Data from the Australian Institute of Health and Welfare shows that over the past seven reporting years, Victoria has continually had the highest rate of physical restraint of any state in Australia. While this rate is trending downward, reporting mechanisms for restrictive interventions are limited and can vary from state to state.

Oversight bodies must have access to comprehensive information about all mental health matters in all emergency departments, to ensure we have the best possible understanding of the key issues in these complex environments.

In the most recent reporting year, there were 58,462 mental-health-related presentations to public emergency departments in Victoria, yet only 57 per cent were seen on time according to triage status – which is below the national average.

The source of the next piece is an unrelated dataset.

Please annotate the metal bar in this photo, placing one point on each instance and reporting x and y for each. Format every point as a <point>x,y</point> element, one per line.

At a time when the number of suicides per year is at an all-time high in Victoria, and the suicide rate is at a four-year high, every possible step should be taken to provide safe and effective emergency treatment to all Victorians.

The Mental Health and Wellbeing Commission is an independent statutory authority established on 1 September 2023 to monitor and report on system performance, conduct investigations and inquiries on systemic issues, hold the government to account for the implementation of the Royal Commission into Victoria’s Mental Health System and make recommendations to the Minister and Premier.

Quotes attributable to the Mental Health and Wellbeing Commission

“All Victorians should have equal protection of their human rights when attending an emergency department for mental ill-health or psychological distress and we continue to call on the government to look at ways of addressing gaps in oversight and safeguarding.”

“While we support the Victorian Government’s commitment to eliminate the use of restrictive interventions in mental health treatment, looking at ways to gather consistent state-wide data – that paints a full picture – will ensure that the use of these harmful practices can be better understood and addressed.”

“Victoria’s mental health reforms are an exciting, one-in-a-generation opportunity to create a safer mental health and wellbeing system and we look forward to continuing to work with government, the OCP, people with a lived experience, other oversight bodies, peak bodies, advocates, academics and other sector experts to ensure we get the best possible outcomes for all Victorians.”